Женщину, о которой рассказал Курата, звали Каору Судо. На бумажке был написан её адрес в Нагое: район Морияма, квартал Обата. Хомма навёл справки по номеру телефона, но такого дома не оказалось. Пришлось съездить туда самому и потратить целых полдня. От разносчика газет Хомма узнал, что госпожа Судо переехала два года тому назад.
Придётся снова просить Икари об услуге — пусть выяснит её новый адрес.

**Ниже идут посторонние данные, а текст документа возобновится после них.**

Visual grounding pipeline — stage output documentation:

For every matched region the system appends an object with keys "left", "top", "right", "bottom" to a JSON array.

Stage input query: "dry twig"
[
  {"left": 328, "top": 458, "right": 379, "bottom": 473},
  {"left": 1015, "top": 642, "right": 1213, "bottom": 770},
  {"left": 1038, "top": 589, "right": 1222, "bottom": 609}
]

Когда Хомма приехал в Токио и вошёл в квартиру, был уже час ночи. На кухне горел свет, у круглого обеденного стола, спиной к Хомме, сгорбившись, сидел Тамоцу. Похоже, он что-то разглядывал, да так увлечённо, что даже не услышал, как вошёл Хомма.
— А вот и я!
Он застал парня врасплох: коленки Тамоцу взлетели вверх и стукнулись о крышку стола.
— Как вы меня напугали!
— Ну извини, извини. — Хомма расхохотался.
Пока он ездил в Нагою и в Исэ, Тамоцу жил у них в Мидзумото, пытаясь выяснить что-нибудь о Сёко. Ходил в «Торговое предприятие Касаи», в бары «Голд» и «Лахаина», беседовал с бывшими коллегами Сёко, опрашивал соседей по дому в Кавагути и в Кинситё, в апартаментах «Касл».

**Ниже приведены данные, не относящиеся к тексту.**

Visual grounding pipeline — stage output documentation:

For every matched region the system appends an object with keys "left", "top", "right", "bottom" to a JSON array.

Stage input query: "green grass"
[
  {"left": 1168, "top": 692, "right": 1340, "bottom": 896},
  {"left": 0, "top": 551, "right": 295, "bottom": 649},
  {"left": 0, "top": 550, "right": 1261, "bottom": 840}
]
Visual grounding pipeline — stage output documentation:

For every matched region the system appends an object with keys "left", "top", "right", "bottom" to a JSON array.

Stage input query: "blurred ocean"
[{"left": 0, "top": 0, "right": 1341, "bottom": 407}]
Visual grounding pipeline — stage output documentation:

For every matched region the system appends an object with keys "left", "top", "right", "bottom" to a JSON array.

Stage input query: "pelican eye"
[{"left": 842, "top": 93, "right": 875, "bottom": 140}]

Когда Хомма в командировке, он всегда, хотя бы раз в день, непременно звонит домой. В этот раз он особенно тщательно следовал заведённому обычаю, поскольку Сатору перед отъездом высказал ему свои обиды. Теперь Хомма вспомнил, что когда он на днях звонил домой, Исака принялся расхваливать Тамоцу, как-то уж очень восторженно. Говорил, что тот очень славный молодой человек, на редкость аккуратный и работящий.
— Когда у них родился первый ребёнок, он сам стирал пелёнки! Говорит, что чувствует себя нахлебником, и всегда за собой посуду моет. И так у него это хорошо получается!
Исака явно был растроган, и он считал, что такие замечательные ребята, как Тамоцу, вырастают, если «нынешнюю молодёжь» правильно воспитывают.